My recipe for kale slaw is extremely simple. It’s jam packed with fresh cruciferous vegetables, turned spicy, and lifted with citrus flavors of lemon juice and cilantro. Like most slaw and salad recipes, the amounts are completely flexible and open for interpretation. So, feel free to use this as a guide and put your own spin on it.
In a previous similar post about a skinny coleslaw using Sriracha-ginger vinaigrette, I mentioned that you could probably add mayonnaise. Well, with this recipe I finally took my own advice. The result was way better than I expected.
This is really all about the dressing. I’m late to the party in using olive oil mayonnaise, so this is just one awesome thing you can co with it. I know Hellmann’s also sells Sriracha Mayonnaise, but I get so much more joy out of making it myself. More posts with olive oil mayo are in the works.
The use of cilantro can be quite a polarizing decision for some people. Either you love it or hate it. I’m in the “love it” category, so I would actually add more than what I say in the ingredients list. You can use parsley instead if you really want to, but the citrusy edge of cilantro works better with the lemon juice in providing a clean balance with the spicy Sriracha flavors.

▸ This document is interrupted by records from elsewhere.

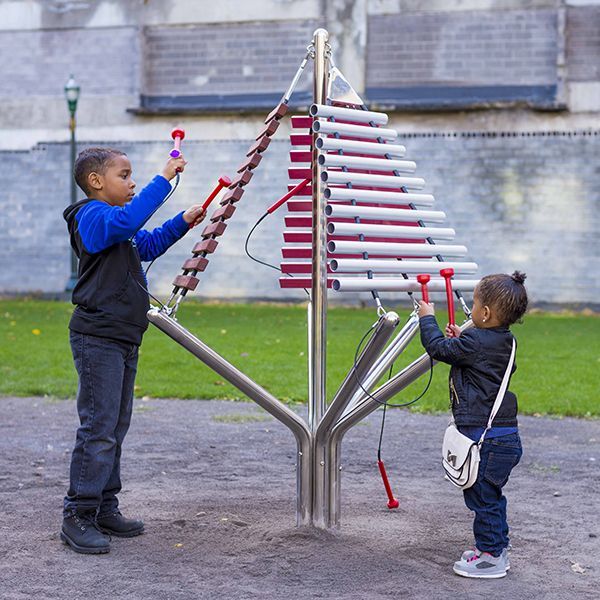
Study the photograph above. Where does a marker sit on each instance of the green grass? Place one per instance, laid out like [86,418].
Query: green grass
[558,359]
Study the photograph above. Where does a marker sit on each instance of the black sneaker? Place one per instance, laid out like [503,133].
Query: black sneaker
[116,524]
[81,533]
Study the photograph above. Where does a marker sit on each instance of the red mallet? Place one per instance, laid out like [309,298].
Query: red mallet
[177,135]
[392,502]
[447,274]
[224,181]
[423,279]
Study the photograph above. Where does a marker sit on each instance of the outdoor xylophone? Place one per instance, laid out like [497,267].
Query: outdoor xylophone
[357,222]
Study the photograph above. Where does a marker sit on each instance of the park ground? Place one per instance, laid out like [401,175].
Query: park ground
[214,482]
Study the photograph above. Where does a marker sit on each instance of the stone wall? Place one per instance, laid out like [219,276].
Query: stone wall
[518,201]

Be generous with the kale. The amount needed for a kale slaw is quite deceiving. When testing the recipe, I chopped up what seemed like a good amount. However the acidity in the dressing causes the cruciferous veggies to break down and shrink quite a bit (kale more so than cabbage). You will be quite surprised. It also depends on how wet you want your slaw.
Ingredients for kale slaw
- 1 medium bowl of kale, shredded
- ¼ medium cabbage, shredded
- ½ large carrot, cut into matchsticks
- 1 handful chopped cilantro
- juice of 1 lemon
- 1/4 cup olive oil
- ⅓ cup Hellmann’s olive oil mayonnaise
- 1/4 cup Sriracha sauce
- In a large bowl, combine the kale, cabbage and carrot.
- In a small bowl stir together the olive oil, olive oil mayo, Sriracha sauce and lemon juice.
- Stir the Sriracha mayo into the shredded veggies.
- Let the kale slaw rest in the refrigerator for at least an hour, then serve.